Faisant face à un risque de grève des enseignants du secondaire, le ministre de l'Éducation Stephen Lecce leur offre d'augmenter le nombre d'élèves par classe à 25 plutôt que 28 dans l'espoir de conclure une entente de principe et d'éviter une grève.

Il s'agit d'une offre significative, affirme le ministre Lecce, pressant la Fédération des enseignantes-enseignants des écoles secondaires de l'Ontario (FEESO) de renoncer à un débrayage qui pénaliserait les élèves.

À l'heure actuelle, le maximum d'élèves par classe de la 9e à la 12e année est de 22,5.

Toutefois, il s'agit d'une moyenne par conseil scolaire. Nombre de classes comptent donc plus de 22 élèves, d'autres en ont moins.

Le ministre de l'Éducation, Stephen Lecce, en conférence de presse.

Le ministre de l'Éducation, Stephen Lecce.
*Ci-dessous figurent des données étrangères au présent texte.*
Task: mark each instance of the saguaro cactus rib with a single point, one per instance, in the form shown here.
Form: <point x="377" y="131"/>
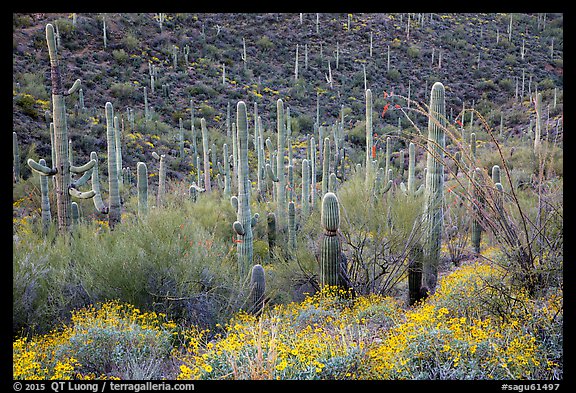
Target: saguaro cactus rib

Photo : Chaîne de Queen's Park

En mars dernier, le gouvernement Ford avait annoncé que la taille des classes au secondaire passerait de 22 à 28 élèves en moyenne pour l'année scolaire 2019-2020, afin « harmoniser davantage l'effectif des classes du secondaire avec celui des autres provinces et territoires du Canada » et faire des économies budgétaires.
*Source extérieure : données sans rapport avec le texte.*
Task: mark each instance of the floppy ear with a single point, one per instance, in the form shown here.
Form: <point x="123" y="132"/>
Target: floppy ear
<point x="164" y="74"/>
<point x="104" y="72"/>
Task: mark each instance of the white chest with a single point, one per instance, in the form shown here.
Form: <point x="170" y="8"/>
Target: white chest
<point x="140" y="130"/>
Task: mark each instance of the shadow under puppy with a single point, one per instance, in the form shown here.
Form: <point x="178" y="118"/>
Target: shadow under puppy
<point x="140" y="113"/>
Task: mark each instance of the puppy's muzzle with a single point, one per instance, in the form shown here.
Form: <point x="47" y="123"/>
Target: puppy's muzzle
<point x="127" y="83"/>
La ministre de l'Éducation de l'époque, Lisa Thompson, avait même affirmé que ça rendrait les élèves plus « résilients ».

Face au tollé populaire, toutefois, son successeur Stephen Lecce avait annoncé à la fin août, juste avant la rentrée scolaire, que le nombre d'élèves par classe serait finalement de 22,5 en moyenne cette année, tout en maintenant sa cible de 28 élèves pour la fin du mandat du gouvernement.
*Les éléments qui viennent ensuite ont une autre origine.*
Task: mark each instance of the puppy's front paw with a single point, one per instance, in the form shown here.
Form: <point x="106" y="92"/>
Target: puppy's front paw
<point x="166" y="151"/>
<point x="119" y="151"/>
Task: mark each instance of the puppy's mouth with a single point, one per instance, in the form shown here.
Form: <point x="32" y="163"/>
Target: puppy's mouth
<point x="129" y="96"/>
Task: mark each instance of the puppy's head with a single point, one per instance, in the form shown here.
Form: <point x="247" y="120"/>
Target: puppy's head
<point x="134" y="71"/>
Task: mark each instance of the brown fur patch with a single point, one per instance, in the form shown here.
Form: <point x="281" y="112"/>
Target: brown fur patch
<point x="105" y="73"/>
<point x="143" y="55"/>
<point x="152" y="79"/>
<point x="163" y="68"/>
La nouvelle volte-face du ministre Lecce, qui propose maintenant un plafond moyen de 25 élèves par classe, survient alors que les enseignants du secondaire organisent présentement un vote de grève.

Il faut être deux pour danser, lance le ministre Lecce, qui assure que son gouvernement veut conclure avec les enseignants du secondaire une entente à la table des négociations comme avec les employés de soutien dans les écoles.

La convention collective des enseignants est échue depuis le 31 août.

Les négociations se poursuivent par ailleurs entre la province et l'Association des enseignants franco-ontariens, la Fédération des enseignants de l’élémentaire de l’Ontario et l’Association des enseignants catholiques anglo-ontariens, qui n'ont pas conclu d'entente non plus jusqu'à maintenant pour le renouvellement des conventions collectives.

Le président de l’Association des enseignantes et des enseignants franco-ontariens, Rémi Sabourin, a rappelé jeudi que l’augmentation de la taille des classes nuirait aux écoles secondaires francophones.

Les mesures concernant la taille de classe, l’apprentissage électronique, ont le potentiel d’affecter la survie même de certaines écoles secondaires parce que quand on augmente le ratio, on diminue l’offre de cours et en diminuant l’offre de cours dans les écoles de langue française, ça rend beaucoup plus difficile pour les élèves de trouver des cours qu’ils aiment. Et du fait même, ils vont peut-être se diriger vers des écoles secondaires anglophones alors pour nous, c’est très important, a-t-il déclaré dans une entrevue à l’Heure de Pointe.

C’est vraiment dommage que le ministre ne semble assumer aucune responsabilité pour des décisions que son gouvernement a fait, et surtout, l’impact néfaste que ça peut avoir sur les conditions d’apprentissage des élèves.

Rémi Sabourin, président de l’Association des enseignantes et des enseignants franco-ontariens

Selon la Fédération des enseignantes-enseignants des écoles secondaires de l'Ontario (FEÉSO), la proposition du gouvernement est pire que son plan initial, car elle supprime également le plafond de la taille des classes, ce qui signifie selon le syndicat qu'il n'y a aucune limite quant à la taille des classes dans lesquelles les élèves de l'Ontario pourraient être entassés.

La FEÉSO déplore également que le gouvernement compte toujours éliminer 5000 postes en enseignement secondaire.